# Cheap MP3 player revisit



## DarkLore (Jan 25, 2009)

My cowlacious audio board suddenly stopped playing. It acts like its playing....lights flash appropriately..but no sound comes out. Ive tried re-recording, nothing. I wonder if the programmable chip died.

So now Im looking through my stuff for the best alternate way to play sound for my pumpkin creep. I pull out one of those cheapy 16mb players we all bought up a few years back. Recall: grey and black USB player.

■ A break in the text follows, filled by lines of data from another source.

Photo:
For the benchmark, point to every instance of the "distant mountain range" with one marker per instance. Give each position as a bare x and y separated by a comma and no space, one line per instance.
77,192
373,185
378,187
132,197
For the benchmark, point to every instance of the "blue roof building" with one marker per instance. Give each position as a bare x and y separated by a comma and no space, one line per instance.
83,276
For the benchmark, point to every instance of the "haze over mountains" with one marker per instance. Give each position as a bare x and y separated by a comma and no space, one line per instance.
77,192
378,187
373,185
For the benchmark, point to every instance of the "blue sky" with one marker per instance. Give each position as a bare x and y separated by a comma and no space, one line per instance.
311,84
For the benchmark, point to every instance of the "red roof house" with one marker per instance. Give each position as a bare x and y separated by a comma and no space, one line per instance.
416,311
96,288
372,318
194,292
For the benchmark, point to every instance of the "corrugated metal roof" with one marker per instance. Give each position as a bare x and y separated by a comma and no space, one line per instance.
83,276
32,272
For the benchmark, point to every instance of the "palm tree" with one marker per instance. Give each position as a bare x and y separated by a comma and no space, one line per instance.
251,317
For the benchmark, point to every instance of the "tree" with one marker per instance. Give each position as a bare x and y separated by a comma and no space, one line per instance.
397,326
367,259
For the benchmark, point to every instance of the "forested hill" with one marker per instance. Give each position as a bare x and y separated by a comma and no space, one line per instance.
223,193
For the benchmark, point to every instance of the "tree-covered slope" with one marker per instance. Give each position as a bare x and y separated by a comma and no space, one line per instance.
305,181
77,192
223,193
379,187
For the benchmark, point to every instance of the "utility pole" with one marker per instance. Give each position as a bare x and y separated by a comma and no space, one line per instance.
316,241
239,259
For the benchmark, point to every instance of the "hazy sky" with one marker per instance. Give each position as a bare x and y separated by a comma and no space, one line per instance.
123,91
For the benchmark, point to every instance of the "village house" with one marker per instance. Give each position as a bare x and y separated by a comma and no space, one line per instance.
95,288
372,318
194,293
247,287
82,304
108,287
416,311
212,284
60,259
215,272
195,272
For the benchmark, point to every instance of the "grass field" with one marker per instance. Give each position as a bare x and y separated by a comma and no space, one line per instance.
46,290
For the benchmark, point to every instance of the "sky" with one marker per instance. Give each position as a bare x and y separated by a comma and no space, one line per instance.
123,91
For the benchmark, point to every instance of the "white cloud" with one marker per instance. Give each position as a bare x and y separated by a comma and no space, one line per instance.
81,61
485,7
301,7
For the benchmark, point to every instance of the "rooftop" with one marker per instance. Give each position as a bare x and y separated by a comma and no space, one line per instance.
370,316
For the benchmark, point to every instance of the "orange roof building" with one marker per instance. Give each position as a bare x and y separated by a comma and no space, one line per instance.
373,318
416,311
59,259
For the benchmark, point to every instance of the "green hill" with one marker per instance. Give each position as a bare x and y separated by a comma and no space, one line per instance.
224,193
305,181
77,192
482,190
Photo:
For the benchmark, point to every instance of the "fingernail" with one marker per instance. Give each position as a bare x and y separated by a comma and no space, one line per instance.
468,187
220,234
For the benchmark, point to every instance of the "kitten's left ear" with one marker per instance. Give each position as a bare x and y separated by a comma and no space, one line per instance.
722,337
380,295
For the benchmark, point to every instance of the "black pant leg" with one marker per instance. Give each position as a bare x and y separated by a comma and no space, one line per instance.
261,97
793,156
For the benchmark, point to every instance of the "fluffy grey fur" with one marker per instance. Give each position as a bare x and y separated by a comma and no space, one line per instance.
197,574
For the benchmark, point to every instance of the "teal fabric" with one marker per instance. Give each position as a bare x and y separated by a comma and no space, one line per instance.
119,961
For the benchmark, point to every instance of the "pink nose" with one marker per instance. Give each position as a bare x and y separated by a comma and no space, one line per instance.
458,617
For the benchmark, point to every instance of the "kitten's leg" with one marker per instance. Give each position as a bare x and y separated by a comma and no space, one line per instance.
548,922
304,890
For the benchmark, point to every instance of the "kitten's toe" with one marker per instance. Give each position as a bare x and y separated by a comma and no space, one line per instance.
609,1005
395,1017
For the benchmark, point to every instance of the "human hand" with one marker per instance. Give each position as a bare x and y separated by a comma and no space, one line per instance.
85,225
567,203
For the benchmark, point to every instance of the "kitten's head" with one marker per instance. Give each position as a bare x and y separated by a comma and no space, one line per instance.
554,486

Could someone point me to the link on dismantling the thing and wiring into the switch? And one further question for anyone who uses them...will this AAA battery last the night? Im playing a single short file, less than a min.


----------



## DarkLore (Jan 25, 2009)

I found an old thread and link. I guess these were referred to as the cheapo mp3. It's actually a A-MP016.

Player hack


----------



## Otaku (Dec 3, 2004)

I have a how-to (somewhere) on wiring a controller to the cheapo player. Keep in mind that simply shorting the wires will not start playback. You have to hold the short for about 2 secs, then open it to start the player. Repeat the sequence to shut it off, or simply cut and restore the power. Controlling these players remotely was quite a circuit design challenge, but it can be done. A single battery will easily last all night if you're just triggering the single file for playback.


----------